Processo all'eroe di 'Hotel Ruanda', rinvio al 17 febbraio

Salvò mille tutsi dal genocidio. Ora è accusato di terrorismo

(ANSA) - ROMA, 26 GEN - Slitta al 17 febbraio l'atteso processo contro Paul Rusesabagina, eroe dell''Hotel Ruanda', che salvò oltre mille persone durante il genocidio dei tutsi nel '94. L'uomo, accusato di terrorismo, è comparso oggi in aula con un collegamento on-line dal carcere, ma la corte ha aggiornato l'udienza perché i suoi legali non lo hanno ancora incontrato.
    L'ex albergatore 66enne, che da oltre 20 anni vive tra Belgio e Usa, era stato arrestato lo scorso agosto, tra le proteste della sua famiglia e delle organizzazioni internazionali per i diritti umani, secondo cui sarebbe stato portato illegalmente in Ruanda.

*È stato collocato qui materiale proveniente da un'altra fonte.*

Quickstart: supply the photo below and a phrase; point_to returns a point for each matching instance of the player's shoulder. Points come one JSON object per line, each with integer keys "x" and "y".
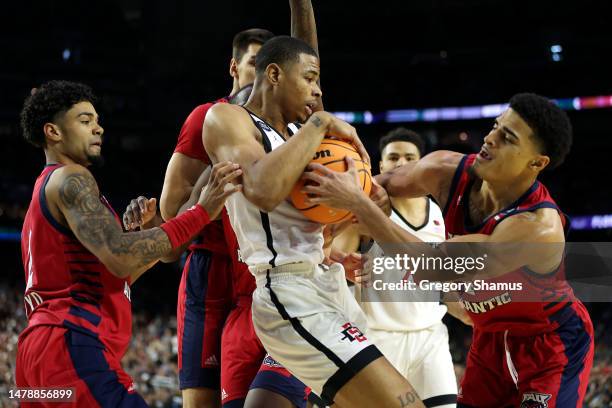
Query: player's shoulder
{"x": 226, "y": 113}
{"x": 72, "y": 176}
{"x": 542, "y": 225}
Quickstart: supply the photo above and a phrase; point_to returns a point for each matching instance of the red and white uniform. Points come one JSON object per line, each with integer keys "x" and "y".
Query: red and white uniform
{"x": 205, "y": 290}
{"x": 79, "y": 314}
{"x": 532, "y": 347}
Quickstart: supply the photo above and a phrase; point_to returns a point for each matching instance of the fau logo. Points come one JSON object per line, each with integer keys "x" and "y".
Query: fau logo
{"x": 535, "y": 400}
{"x": 352, "y": 333}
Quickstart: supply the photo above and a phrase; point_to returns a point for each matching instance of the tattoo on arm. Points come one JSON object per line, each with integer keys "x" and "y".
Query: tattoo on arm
{"x": 315, "y": 121}
{"x": 407, "y": 399}
{"x": 96, "y": 227}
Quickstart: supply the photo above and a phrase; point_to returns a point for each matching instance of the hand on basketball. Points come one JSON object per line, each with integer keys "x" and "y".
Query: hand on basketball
{"x": 139, "y": 212}
{"x": 342, "y": 130}
{"x": 220, "y": 186}
{"x": 334, "y": 189}
{"x": 380, "y": 197}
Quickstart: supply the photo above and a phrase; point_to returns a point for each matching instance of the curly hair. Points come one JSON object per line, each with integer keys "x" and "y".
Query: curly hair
{"x": 46, "y": 103}
{"x": 401, "y": 134}
{"x": 550, "y": 125}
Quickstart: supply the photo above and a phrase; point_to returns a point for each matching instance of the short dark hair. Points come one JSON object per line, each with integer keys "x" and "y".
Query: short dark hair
{"x": 243, "y": 39}
{"x": 401, "y": 134}
{"x": 45, "y": 103}
{"x": 281, "y": 50}
{"x": 550, "y": 125}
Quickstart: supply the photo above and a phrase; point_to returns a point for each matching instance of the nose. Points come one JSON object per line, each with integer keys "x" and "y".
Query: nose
{"x": 99, "y": 130}
{"x": 316, "y": 91}
{"x": 491, "y": 137}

    Rusesabagina deve rispondere di 9 accuse, tra cui finanziamento del terrorismo, rapina a mano armata, rapimento, incendio doloso, tentato omicidio, aggressione e percosse.

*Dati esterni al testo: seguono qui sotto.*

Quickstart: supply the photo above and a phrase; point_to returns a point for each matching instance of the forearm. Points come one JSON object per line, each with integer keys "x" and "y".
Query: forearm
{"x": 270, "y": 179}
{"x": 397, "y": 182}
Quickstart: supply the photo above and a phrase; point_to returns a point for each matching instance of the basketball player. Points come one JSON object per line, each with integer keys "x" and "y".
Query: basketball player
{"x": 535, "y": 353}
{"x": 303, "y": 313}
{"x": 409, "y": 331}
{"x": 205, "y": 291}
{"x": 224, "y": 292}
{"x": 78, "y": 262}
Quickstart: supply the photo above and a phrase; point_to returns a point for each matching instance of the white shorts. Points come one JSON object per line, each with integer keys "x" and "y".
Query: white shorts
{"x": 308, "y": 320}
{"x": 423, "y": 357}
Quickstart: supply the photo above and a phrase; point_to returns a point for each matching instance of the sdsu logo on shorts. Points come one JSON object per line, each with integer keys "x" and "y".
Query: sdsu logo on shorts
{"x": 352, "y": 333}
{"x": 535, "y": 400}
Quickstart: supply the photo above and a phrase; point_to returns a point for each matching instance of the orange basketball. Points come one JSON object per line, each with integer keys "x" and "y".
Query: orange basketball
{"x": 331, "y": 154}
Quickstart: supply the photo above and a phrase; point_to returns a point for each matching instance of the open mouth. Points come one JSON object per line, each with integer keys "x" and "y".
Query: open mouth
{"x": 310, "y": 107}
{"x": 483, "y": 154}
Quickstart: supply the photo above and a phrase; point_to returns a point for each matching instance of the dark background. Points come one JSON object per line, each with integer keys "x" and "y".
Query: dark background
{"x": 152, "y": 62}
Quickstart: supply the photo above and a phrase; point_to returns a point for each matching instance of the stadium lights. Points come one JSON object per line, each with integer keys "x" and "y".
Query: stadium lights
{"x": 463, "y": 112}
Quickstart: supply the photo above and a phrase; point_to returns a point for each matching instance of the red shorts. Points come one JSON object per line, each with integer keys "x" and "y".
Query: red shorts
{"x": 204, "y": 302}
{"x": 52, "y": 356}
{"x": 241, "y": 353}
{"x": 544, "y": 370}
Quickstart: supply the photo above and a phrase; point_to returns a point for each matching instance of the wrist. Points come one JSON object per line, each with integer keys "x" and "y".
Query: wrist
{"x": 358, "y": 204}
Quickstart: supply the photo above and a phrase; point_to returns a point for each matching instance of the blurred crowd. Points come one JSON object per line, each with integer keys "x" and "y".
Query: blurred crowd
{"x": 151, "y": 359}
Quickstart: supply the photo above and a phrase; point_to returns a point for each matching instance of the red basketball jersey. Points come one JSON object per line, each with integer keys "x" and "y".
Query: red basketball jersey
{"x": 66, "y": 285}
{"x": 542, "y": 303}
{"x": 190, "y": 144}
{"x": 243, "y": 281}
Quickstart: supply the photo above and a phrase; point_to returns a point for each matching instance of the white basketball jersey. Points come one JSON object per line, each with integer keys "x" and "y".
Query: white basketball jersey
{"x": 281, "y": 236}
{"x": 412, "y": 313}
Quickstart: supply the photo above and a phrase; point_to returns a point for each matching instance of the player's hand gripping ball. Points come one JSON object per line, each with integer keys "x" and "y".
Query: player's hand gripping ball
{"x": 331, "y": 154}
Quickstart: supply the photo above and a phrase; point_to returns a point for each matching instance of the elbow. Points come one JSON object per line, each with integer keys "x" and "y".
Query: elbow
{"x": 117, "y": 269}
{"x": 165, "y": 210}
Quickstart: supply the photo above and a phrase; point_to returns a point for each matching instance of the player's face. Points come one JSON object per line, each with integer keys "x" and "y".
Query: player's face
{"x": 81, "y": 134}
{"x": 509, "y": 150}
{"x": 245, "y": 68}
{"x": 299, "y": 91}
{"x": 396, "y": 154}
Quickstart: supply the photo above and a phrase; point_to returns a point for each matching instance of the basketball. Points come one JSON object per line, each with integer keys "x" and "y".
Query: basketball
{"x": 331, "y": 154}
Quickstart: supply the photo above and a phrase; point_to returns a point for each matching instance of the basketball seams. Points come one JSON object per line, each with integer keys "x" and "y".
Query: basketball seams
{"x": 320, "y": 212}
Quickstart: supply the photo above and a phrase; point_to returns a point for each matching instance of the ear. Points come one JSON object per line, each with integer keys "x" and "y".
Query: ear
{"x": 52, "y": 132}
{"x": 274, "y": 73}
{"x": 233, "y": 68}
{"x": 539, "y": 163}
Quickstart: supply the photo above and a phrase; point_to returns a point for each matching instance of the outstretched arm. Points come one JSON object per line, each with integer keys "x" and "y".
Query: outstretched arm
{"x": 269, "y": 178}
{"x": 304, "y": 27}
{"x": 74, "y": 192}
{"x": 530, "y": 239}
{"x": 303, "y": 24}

    Finora ha ammesso di sostenere i ribelli ruandesi dell'Fln, ma ha negato ogni responsabilità per una serie di attacchi in cui nove persone sono state uccise, diverse ferite e proprietà sono state distrutte tra il 2018 e il 2019. Alla sbarra andranno altri esponenti dell'Fln.

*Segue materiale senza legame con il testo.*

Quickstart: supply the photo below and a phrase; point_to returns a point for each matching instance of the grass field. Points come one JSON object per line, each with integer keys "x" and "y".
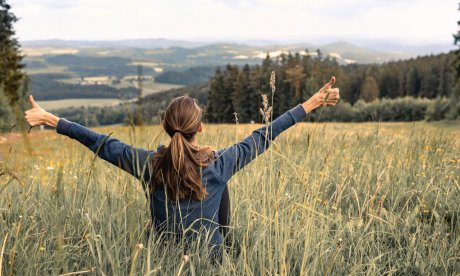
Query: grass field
{"x": 325, "y": 199}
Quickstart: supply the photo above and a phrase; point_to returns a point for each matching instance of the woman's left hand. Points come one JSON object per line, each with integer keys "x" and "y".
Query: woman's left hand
{"x": 326, "y": 96}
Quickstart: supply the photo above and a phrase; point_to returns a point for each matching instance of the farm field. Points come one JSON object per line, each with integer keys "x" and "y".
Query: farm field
{"x": 332, "y": 198}
{"x": 66, "y": 103}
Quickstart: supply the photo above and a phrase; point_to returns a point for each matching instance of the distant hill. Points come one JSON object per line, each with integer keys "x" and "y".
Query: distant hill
{"x": 188, "y": 53}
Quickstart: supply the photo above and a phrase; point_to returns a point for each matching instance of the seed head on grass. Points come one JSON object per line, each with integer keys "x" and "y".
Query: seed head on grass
{"x": 266, "y": 110}
{"x": 273, "y": 82}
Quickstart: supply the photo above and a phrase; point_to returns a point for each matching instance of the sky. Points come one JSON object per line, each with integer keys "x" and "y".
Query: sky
{"x": 409, "y": 22}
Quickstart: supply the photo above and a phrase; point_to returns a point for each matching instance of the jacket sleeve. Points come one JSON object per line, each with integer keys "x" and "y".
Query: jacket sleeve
{"x": 132, "y": 160}
{"x": 232, "y": 159}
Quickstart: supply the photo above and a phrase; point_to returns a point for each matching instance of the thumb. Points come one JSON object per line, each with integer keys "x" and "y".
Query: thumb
{"x": 32, "y": 102}
{"x": 330, "y": 83}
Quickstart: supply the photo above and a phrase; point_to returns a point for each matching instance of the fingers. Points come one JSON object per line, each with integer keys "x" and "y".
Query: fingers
{"x": 32, "y": 101}
{"x": 330, "y": 83}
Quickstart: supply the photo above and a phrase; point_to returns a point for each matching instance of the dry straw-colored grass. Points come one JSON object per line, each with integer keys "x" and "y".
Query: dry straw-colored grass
{"x": 327, "y": 199}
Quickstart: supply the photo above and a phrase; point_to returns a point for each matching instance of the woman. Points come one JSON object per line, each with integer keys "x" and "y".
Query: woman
{"x": 186, "y": 183}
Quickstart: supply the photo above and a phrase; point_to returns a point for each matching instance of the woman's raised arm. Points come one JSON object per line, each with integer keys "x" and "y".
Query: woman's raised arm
{"x": 230, "y": 160}
{"x": 130, "y": 159}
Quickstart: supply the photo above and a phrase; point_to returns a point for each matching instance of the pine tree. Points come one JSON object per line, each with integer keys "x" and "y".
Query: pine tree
{"x": 11, "y": 75}
{"x": 12, "y": 86}
{"x": 369, "y": 89}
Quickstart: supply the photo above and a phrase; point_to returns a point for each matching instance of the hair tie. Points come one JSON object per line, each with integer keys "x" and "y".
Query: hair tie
{"x": 186, "y": 135}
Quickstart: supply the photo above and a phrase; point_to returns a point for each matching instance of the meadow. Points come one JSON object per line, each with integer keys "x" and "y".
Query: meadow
{"x": 332, "y": 198}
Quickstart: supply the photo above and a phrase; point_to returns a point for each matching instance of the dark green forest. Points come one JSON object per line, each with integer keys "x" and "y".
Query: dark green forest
{"x": 236, "y": 89}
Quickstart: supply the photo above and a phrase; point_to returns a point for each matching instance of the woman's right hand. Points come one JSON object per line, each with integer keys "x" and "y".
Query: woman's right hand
{"x": 326, "y": 96}
{"x": 37, "y": 116}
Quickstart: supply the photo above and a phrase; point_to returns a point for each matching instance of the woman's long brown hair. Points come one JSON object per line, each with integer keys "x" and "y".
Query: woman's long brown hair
{"x": 178, "y": 167}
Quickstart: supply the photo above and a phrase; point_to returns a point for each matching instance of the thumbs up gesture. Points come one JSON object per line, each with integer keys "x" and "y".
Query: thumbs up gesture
{"x": 37, "y": 116}
{"x": 326, "y": 96}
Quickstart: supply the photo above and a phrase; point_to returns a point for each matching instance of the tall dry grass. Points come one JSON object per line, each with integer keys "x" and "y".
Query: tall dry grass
{"x": 326, "y": 199}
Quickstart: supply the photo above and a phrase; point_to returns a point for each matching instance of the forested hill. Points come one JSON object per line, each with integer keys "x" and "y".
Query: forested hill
{"x": 407, "y": 90}
{"x": 238, "y": 89}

    Rusesabagina è stato sempre molto critico verso presidente Paul Kagame, accusandolo di violazioni dei diritti umani e dittatura. Nel 2004 Hollywood gli ha dedicato un film, 'Hotel Rwanda' che racconta di come riuscì a salvare oltre mille persone dal genocidio nascondendole nel suo albergo dalle milizie filo-governative della maggioranza hutu. (ANSA).